Big Win for Rooftop Solar in California
The California Public Utilities Commission decided to keep net metering in place, a big win for rooftop solar.(cleanenergy.org)
January 29, 2016
In a big win for rooftop solar in California, the state Public Utilities Commission on Thursday rejected big fee increases and cuts to reimbursement rates - changes sought by the big three utility companies.
In a decision supported by consumer groups, the rooftop-solar industry and environmental groups concerned about climate change, the commissioners voted to keep the current system of net metering, making a few changes for new customers.
Alison Seel, an attorney with the Sierra Club, praised the decision.
"We think it keeps what's working about our current rooftop solar policy," she said. "It keeps the simplicity and familiarity of net metering and, at the same time, it makes adjustments which are going to incentivize the smarter use of solar generation."

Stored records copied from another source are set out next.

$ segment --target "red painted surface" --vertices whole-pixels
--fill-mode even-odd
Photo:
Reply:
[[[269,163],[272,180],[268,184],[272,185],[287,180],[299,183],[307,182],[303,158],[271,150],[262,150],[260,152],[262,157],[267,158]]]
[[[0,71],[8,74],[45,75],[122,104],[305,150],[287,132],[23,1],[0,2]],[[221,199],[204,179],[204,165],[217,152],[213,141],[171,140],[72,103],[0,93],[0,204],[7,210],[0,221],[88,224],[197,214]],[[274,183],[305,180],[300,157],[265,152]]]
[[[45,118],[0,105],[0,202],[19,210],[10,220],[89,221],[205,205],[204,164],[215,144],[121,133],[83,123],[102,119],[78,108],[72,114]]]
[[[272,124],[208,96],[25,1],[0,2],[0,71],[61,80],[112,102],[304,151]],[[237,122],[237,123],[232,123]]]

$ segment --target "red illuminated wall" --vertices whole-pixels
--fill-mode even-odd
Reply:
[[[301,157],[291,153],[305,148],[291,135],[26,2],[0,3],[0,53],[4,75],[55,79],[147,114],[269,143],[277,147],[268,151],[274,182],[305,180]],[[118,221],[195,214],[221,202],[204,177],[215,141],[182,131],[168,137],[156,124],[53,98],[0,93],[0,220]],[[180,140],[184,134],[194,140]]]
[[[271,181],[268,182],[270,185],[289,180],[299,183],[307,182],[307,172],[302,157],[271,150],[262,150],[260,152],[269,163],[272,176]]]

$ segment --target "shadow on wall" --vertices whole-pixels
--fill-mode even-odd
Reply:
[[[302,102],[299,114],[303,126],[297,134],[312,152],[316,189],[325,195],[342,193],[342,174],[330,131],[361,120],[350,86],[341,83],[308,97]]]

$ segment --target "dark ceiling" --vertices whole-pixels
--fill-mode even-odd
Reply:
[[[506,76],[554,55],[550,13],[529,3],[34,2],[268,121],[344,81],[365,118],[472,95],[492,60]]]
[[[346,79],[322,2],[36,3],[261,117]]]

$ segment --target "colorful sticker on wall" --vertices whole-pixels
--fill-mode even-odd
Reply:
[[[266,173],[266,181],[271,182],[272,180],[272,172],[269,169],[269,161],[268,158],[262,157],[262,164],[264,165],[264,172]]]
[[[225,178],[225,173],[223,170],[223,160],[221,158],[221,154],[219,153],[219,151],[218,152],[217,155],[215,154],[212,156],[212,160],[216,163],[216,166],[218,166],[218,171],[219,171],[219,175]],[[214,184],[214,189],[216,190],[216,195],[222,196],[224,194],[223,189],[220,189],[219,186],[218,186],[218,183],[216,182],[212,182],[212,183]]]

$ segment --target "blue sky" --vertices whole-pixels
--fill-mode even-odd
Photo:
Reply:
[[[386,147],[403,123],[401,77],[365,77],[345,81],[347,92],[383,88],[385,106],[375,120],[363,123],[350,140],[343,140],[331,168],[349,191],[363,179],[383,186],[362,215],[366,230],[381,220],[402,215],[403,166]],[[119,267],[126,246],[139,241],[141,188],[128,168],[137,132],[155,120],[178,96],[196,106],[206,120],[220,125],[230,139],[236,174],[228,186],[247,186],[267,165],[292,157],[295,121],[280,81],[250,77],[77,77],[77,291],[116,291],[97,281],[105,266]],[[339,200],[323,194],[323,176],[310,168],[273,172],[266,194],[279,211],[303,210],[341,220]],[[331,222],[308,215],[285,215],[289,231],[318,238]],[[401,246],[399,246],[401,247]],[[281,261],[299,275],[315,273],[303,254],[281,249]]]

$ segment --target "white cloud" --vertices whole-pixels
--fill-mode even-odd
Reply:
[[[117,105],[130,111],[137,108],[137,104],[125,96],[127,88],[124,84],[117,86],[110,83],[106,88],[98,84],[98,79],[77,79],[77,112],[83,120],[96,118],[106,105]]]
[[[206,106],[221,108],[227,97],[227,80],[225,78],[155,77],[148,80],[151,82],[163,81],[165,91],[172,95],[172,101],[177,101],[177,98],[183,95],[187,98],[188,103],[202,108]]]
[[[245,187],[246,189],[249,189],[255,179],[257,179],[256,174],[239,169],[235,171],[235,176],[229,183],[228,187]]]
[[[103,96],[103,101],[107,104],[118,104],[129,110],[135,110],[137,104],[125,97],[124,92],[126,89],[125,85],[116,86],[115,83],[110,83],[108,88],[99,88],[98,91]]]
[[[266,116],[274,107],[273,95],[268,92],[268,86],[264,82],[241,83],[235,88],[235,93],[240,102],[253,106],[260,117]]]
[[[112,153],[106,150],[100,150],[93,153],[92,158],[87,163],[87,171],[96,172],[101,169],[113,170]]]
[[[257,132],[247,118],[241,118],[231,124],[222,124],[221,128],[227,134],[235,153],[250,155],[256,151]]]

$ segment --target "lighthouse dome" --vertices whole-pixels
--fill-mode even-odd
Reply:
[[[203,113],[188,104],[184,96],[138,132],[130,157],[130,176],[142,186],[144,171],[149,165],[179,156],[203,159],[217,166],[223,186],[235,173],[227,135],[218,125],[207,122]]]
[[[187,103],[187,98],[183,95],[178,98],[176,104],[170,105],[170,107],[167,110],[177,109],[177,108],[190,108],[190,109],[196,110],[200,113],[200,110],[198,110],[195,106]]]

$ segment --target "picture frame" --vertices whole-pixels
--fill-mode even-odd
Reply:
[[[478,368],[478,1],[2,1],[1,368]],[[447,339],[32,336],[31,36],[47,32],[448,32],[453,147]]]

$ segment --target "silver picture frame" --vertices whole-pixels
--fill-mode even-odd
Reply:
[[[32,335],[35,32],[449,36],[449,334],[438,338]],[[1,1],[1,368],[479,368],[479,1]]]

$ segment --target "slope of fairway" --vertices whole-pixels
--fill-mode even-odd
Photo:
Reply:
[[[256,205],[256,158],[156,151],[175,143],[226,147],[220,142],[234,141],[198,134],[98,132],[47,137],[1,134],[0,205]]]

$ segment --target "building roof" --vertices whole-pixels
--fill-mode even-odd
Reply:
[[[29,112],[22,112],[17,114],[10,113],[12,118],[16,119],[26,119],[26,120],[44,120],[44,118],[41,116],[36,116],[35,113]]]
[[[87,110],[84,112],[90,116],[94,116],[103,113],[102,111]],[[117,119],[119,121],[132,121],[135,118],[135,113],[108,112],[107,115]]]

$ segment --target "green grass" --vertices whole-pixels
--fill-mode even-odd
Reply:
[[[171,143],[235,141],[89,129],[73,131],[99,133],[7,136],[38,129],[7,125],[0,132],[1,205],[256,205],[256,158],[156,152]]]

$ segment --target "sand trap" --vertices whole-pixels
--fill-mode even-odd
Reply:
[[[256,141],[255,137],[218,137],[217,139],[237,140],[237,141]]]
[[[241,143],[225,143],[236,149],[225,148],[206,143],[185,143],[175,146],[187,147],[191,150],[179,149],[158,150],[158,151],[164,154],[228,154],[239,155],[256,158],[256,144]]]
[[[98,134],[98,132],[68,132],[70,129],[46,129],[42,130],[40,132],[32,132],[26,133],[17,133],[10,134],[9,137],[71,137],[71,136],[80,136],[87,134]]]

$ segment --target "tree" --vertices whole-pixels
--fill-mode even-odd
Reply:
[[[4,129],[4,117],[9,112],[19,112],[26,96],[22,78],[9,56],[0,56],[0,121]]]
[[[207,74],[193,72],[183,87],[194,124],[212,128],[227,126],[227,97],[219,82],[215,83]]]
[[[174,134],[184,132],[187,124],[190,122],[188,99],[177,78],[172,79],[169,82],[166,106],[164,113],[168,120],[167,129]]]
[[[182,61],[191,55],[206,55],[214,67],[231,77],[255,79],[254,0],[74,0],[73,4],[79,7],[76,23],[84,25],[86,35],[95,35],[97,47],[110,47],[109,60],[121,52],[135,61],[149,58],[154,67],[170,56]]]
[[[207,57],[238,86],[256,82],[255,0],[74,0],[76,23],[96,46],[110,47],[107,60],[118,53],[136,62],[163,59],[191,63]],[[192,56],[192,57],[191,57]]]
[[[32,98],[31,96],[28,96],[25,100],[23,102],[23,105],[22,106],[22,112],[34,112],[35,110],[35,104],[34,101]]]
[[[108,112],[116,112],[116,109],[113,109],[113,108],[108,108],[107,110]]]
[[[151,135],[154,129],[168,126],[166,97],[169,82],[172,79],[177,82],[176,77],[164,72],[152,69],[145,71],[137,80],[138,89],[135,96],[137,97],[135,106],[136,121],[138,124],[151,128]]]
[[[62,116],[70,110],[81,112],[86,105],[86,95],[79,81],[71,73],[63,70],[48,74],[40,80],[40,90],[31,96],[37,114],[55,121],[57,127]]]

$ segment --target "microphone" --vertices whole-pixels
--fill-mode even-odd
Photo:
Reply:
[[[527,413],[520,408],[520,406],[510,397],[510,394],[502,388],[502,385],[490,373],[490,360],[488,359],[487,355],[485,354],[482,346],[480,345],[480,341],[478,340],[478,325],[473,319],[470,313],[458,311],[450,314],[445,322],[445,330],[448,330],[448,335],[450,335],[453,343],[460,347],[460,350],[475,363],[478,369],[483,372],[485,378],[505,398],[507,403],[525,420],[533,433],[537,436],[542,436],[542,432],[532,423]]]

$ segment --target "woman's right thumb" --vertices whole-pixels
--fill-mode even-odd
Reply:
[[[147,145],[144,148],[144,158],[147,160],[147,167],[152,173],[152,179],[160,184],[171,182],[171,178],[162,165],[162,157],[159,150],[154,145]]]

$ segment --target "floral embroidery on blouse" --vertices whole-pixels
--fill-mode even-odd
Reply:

The current version of net metering is capped at 5 percent of the customer base. Once that cap is reached, probably later this year or early next year, any new solar customers will be charged a hookup fee of about $150 to connect to the grid and paid more for electricity generated at peak hours.
According to the utility companies, the decision means non-solar customers will have to bear more than their share of the cost to maintain the power grid.
The same type of decision recently went the other way in Nevada, Seel noted, where the PUC allowed NV Energy to slash the amount it pays solar homeowners for their extra power. As a result, several solar companies pulled out of the market and laid off thousands of solar installers.
"The experiences in some other states like Nevada have shown us that if you make really drastic changes in rooftop solar compensation, you can completely crater the market. And that's definitely not something that anyone in California wants."
People who already have solar on their roofs will still be paid, dollar for dollar, for the power they generate above what they use. But the changes will kick in once a homeowner's system turns 20 years old.